I thought all engineers dealt with safety factors when it came to rigging, cranes, and hoist.

[Pavinsteelman]

Bevel 2 flanges to a 45 rat hole the beam use a 3/8x1 backup bar fullpen the flanges and partial pen the web from both sides use a 3/16 rod hot 6010 or 7018 . John

[BCRD]

Quote:

Originally Posted by Pavinsteelman

Bevel 2 flanges to a 45 rat hole the beam use a 3/8x1 backup bar fullpen the flanges and partial pen the web from both sides use a 3/16 rod hot 6010 or 7018 . John

"rat hole the beam" is a new term for me. Would you care to educate me? Thanks

Jason

[CEP]

Quote:

Originally Posted by BCRD

"rat hole the beam" is a new term for me. Would you care to educate me? Thanks

Jason

I'm sure this is what he is talking about.

[Fegenbush]

Interesting. I've done some work for them. Nice people. I am sure they were in good company, working with you, and vice versa.
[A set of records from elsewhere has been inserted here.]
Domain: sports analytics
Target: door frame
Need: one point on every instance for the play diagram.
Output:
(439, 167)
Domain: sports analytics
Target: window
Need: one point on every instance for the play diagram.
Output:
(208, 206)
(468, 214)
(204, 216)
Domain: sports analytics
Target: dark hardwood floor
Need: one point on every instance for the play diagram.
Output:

I would suspect that Kiewit Engineering would be pretty heavy on the number of engineers they employ. Interestingly enough, they mention Geotechnical as one of their primary functions. Geotech is its own beast entirely, but the reports I was reviewing today listed a safety factor of 3 for soil bearing capacity.

[Dualie]

the safety factor for overhead lifting design and engineering is still 5:1. designing an overhead lifting structure is completely different than designing a building.

[Fegenbush]

Quote:

Originally Posted by Dualie

the safety factor for overhead lifting design and engineering is still 5:1. designing an overhead lifting structure is completely different than designing a building.
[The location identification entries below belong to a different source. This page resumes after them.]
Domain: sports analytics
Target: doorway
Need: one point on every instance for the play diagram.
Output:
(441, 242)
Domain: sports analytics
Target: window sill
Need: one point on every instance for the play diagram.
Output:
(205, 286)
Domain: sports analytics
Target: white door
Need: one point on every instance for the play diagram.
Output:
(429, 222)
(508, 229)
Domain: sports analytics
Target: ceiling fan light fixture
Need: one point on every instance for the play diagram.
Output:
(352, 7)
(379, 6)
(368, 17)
Overhead lifting may be different than designing a building, but the following article from Cranes Today magazine (I think the article is from 2010) discusses how safety factors do not take into account risk and cites EN standards that discourage the use of ASD methods.
http://www.cranestodaymagazine.com/s...rycode=2052366

This article from thefabricator, another industry magazine, specifically mentions the lack of safety factors incorporated into crane systems.
http://www.thefabricator.com/article...t-crane-safety

OSHA 1910.179(b)(2) makes mention of ANSI/ASME B30.2. I checked the 2010 edition and didn't see mention of design criteria at all in that standard.
http://www.osha.gov/pls/oshaweb/owad...ards&p_id=9830

I did find many references to the CMAA (Crane Manufacturers Association of America) Specification 74. I looked into that one, and it lists allowable stresses (60% of yield for tension and compression in Case) which equates to a safety factor of 1.67. However, they also adjust the loads based on their own factors (Dead loads multiplied by between 1.1 and 1.2, Hoist loads multiplied between 1.15 and 1.5, based on travel and hoist speed respectively, for example)

In short, I found no reference to a safety factor of 5 for cranes or crane systems. If you have a reference to the contrary, I would be most interested in reading it.